Bio-inspired structure reference model oriented robust full vehicle active suspension system control via constraint-following

Abstract

It is hard to realize the bio-inspired structure (BIS) directly in the vehicle suspension due to space limitation, even though the beneficial nonlinearity of BIS for anti-vibration has been extensively proved. This paper adopts active suspension control to take the advantage of BIS on anti-vibration to improve vehicle comfort, i.e., formulating the ideal BIS dynamics model as nonholonomic servo constraints and then designing the control via constraint-following to drive the dynamics of full vehicle active suspension system (FVASS) to follow the servo constraints. It is of novelty for this study to introduce the constraint-following controls (CFC) into the linear FVASS to follow the servo constraints, considering possibly fast time-varying uncertainties including large mismatched portions. The CFC views the nonlinear control problem from a new perspective of servo constraint. This leads to a simple and natural control that is capable of ‘exactly’ following the servo constraints of nonlinear BIS in the second-order form without the requirement of linearization and/or nonlinear cancellation.
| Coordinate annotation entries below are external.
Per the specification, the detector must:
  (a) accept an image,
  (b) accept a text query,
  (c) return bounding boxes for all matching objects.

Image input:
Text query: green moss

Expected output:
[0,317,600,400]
Furthermore, a robust CFC is designed based on an uncertainty decomposition technique to consider possibly fast time-varying uncertainties including large mismatched portions, which are unavoidable in underactuated systems but are usually ignored or assumed very small in existing studies. The proposed robust CFC is proved to be able to fulfill the control task with controllable constraint-following error by the Lyapunov stability analysis, even in the presence of uncertainties. Experimental and simulation results reveal the validity of the proposed approach in improving vehicle suspension performance.